Owning a pet for the first time comes with countless rewards, but also some challenges. In fact, results from the “Embracing Pet Care for Life” survey reported by Merck Animal Health revealed that 58% of new dog owners say they wish that taking care of their dog wasn’t so time consuming. Thirty-three percent were surprised at how high pet care costs are.

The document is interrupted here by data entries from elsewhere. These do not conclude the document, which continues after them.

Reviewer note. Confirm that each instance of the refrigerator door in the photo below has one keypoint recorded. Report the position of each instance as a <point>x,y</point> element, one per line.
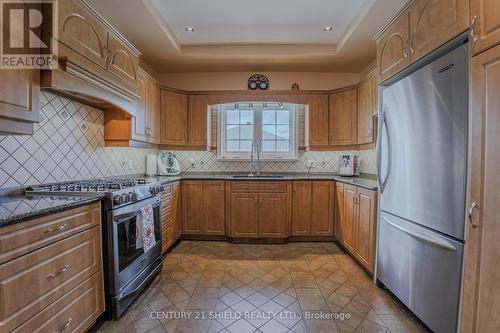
<point>422,268</point>
<point>423,145</point>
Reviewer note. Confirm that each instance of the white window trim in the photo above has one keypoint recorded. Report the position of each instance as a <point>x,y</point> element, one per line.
<point>223,155</point>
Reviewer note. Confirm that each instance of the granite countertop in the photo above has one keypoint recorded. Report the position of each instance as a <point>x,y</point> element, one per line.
<point>366,181</point>
<point>19,208</point>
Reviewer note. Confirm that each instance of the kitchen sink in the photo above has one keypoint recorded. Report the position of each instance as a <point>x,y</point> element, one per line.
<point>261,176</point>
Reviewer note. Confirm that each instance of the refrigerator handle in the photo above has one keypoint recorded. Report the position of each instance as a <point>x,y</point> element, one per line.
<point>431,240</point>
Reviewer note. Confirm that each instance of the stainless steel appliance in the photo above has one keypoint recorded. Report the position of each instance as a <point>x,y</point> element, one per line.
<point>349,165</point>
<point>168,165</point>
<point>422,162</point>
<point>128,269</point>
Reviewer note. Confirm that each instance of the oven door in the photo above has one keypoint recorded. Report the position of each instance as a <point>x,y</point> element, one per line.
<point>128,256</point>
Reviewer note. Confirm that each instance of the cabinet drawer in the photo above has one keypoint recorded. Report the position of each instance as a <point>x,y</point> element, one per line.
<point>30,283</point>
<point>19,239</point>
<point>257,186</point>
<point>74,312</point>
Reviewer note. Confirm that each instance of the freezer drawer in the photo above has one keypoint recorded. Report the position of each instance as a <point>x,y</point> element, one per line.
<point>423,269</point>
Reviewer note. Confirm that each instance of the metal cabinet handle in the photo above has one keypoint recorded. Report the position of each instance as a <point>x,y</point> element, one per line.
<point>62,270</point>
<point>471,210</point>
<point>473,29</point>
<point>59,228</point>
<point>65,326</point>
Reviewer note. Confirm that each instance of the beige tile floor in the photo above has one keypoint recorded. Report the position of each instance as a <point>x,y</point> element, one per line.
<point>296,287</point>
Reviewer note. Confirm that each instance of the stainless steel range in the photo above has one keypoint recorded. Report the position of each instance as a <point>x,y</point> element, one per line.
<point>128,268</point>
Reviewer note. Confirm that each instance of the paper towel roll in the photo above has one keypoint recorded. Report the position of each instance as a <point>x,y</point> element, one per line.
<point>151,164</point>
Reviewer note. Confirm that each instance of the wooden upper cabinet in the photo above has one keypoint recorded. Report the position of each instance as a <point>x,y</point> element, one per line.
<point>272,215</point>
<point>365,112</point>
<point>122,62</point>
<point>485,21</point>
<point>80,31</point>
<point>139,122</point>
<point>19,101</point>
<point>392,48</point>
<point>481,295</point>
<point>434,22</point>
<point>301,208</point>
<point>173,119</point>
<point>245,215</point>
<point>366,228</point>
<point>153,115</point>
<point>214,207</point>
<point>343,118</point>
<point>318,120</point>
<point>192,207</point>
<point>322,208</point>
<point>197,120</point>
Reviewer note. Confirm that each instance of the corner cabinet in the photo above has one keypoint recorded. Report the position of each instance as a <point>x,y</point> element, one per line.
<point>19,101</point>
<point>481,294</point>
<point>357,220</point>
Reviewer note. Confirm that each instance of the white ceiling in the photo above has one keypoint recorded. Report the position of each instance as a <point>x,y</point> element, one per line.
<point>258,21</point>
<point>256,35</point>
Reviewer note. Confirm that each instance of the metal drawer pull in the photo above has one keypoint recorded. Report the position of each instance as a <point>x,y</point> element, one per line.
<point>471,210</point>
<point>64,327</point>
<point>59,228</point>
<point>64,269</point>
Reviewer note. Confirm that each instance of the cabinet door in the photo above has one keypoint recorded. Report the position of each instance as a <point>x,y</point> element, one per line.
<point>301,208</point>
<point>192,207</point>
<point>245,215</point>
<point>122,62</point>
<point>434,22</point>
<point>318,121</point>
<point>79,31</point>
<point>173,119</point>
<point>19,100</point>
<point>365,112</point>
<point>272,215</point>
<point>486,24</point>
<point>322,208</point>
<point>392,53</point>
<point>366,228</point>
<point>343,115</point>
<point>139,122</point>
<point>197,121</point>
<point>349,218</point>
<point>481,294</point>
<point>214,208</point>
<point>177,206</point>
<point>153,111</point>
<point>339,208</point>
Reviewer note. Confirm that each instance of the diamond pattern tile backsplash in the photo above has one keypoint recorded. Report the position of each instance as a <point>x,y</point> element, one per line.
<point>68,144</point>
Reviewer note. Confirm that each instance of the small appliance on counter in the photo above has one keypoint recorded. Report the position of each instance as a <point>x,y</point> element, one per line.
<point>168,165</point>
<point>349,165</point>
<point>151,164</point>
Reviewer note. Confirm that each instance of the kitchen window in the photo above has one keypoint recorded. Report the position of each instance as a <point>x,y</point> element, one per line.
<point>268,127</point>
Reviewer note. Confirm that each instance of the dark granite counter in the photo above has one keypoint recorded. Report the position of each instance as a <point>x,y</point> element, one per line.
<point>366,181</point>
<point>19,208</point>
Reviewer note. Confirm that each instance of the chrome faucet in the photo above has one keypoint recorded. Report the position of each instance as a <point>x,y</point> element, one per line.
<point>255,144</point>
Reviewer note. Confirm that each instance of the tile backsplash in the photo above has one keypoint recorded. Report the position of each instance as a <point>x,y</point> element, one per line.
<point>68,144</point>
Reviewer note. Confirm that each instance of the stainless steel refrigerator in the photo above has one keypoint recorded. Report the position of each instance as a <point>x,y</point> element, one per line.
<point>422,162</point>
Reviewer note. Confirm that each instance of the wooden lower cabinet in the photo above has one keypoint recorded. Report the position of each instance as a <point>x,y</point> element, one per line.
<point>357,219</point>
<point>203,207</point>
<point>312,208</point>
<point>38,284</point>
<point>481,295</point>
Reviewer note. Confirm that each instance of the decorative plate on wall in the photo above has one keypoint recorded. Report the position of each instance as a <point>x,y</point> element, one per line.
<point>258,82</point>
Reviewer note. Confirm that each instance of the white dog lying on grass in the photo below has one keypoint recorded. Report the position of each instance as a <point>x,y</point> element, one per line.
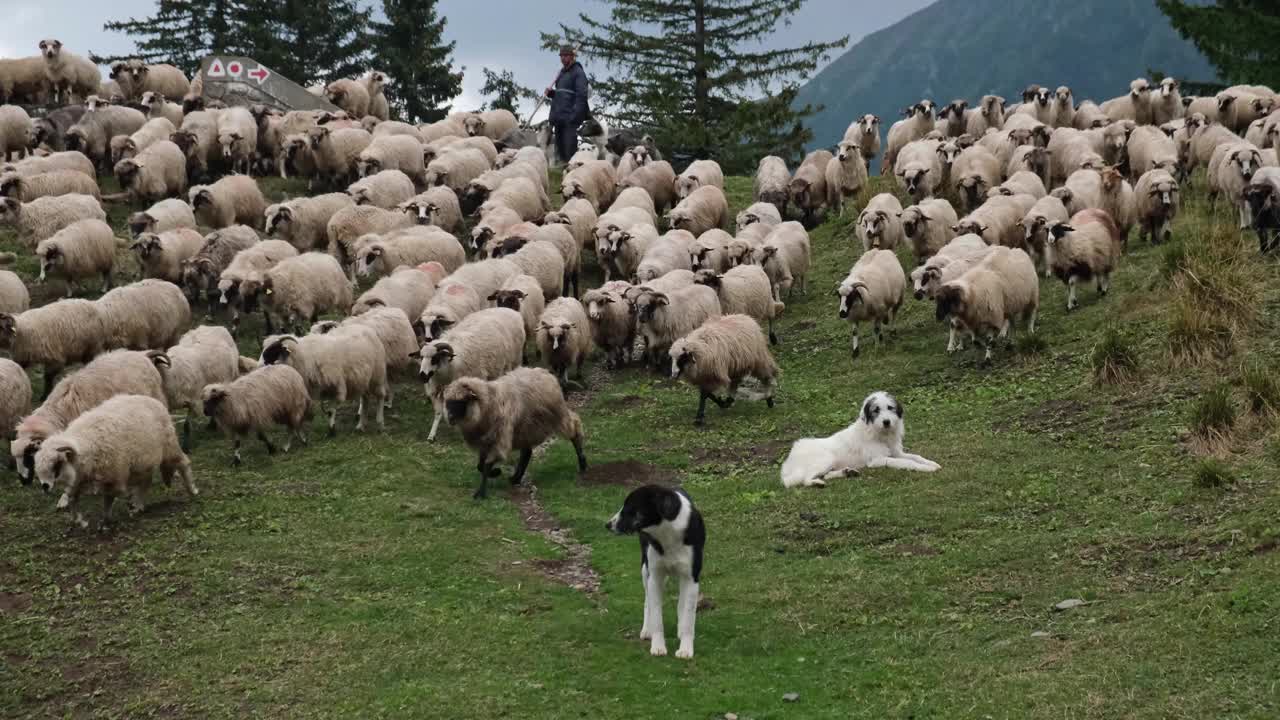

The majority (73%) of those who became dog owners for the first time this year have considered re-homing their dogs once the pandemic ends. What can veterinary clinics do to help lower that percentage and keep pets in happy homes?
- Encourage regular visits to the veterinarian.
- Maintaining a preventative care schedule is crucial for pet health. Keep your clients on track by providing best care recommendations, vaccine scheduling and check-ups. If you offer a wellness plan, encourage participation to offer cost savings over time.
- Educate clients on parasite prevention.
- Many pet owners are unaware that they should be giving their dogs and cats year-round protection from fleas, ticks, and internal parasites. Let your clients know about various products that prevent parasites and provide low-cost options for those who need them. Your Covetrus online store may allow pet owners to save with coupons and rebates, or buy single doses when necessary.
- Recommend appropriate pet food.
- Food is one of the largest pet expenses. Help your clients find food based on their pet’s breed, dietary restrictions, and health conditions. Recommend stocking up on food to save, as larger quantities can be less expensive. Setting up auto-ship online can lower costs as well.
- Provide training tips.
- Ask pet owners specific questions about pet behavior and recommend at-home training tips and/or training classes. Some trainers are even offering virtual training classes during the pandemic.
It’s also important to note that pets need to be prepared for life post-pandemic. Those working from home may return to the office, leaving pets alone for longer than they are used to. Before clients return to work, suggest that they ease their pets into a new schedule. They can do this by spending a few hours away from their dogs or cats each day to prepare them for when they will be away from home for longer periods of time.
Doggy daycare is another option to relieve pets from separation anxiety, while providing exercise and improved socialization. Your practice may provide doggy daycare services, and if not, you could provide a list of available / approved facilities. Helping pets adjust to change, and providing them with exercise and socialization, can prevent larger behavioral issues that often result in rehoming or surrendering a pet.
Overall, it’s important to let clients know that pet ownership requires knowledge, preparation and practice, and their veterinarian is a wonderful resource for pet care advice.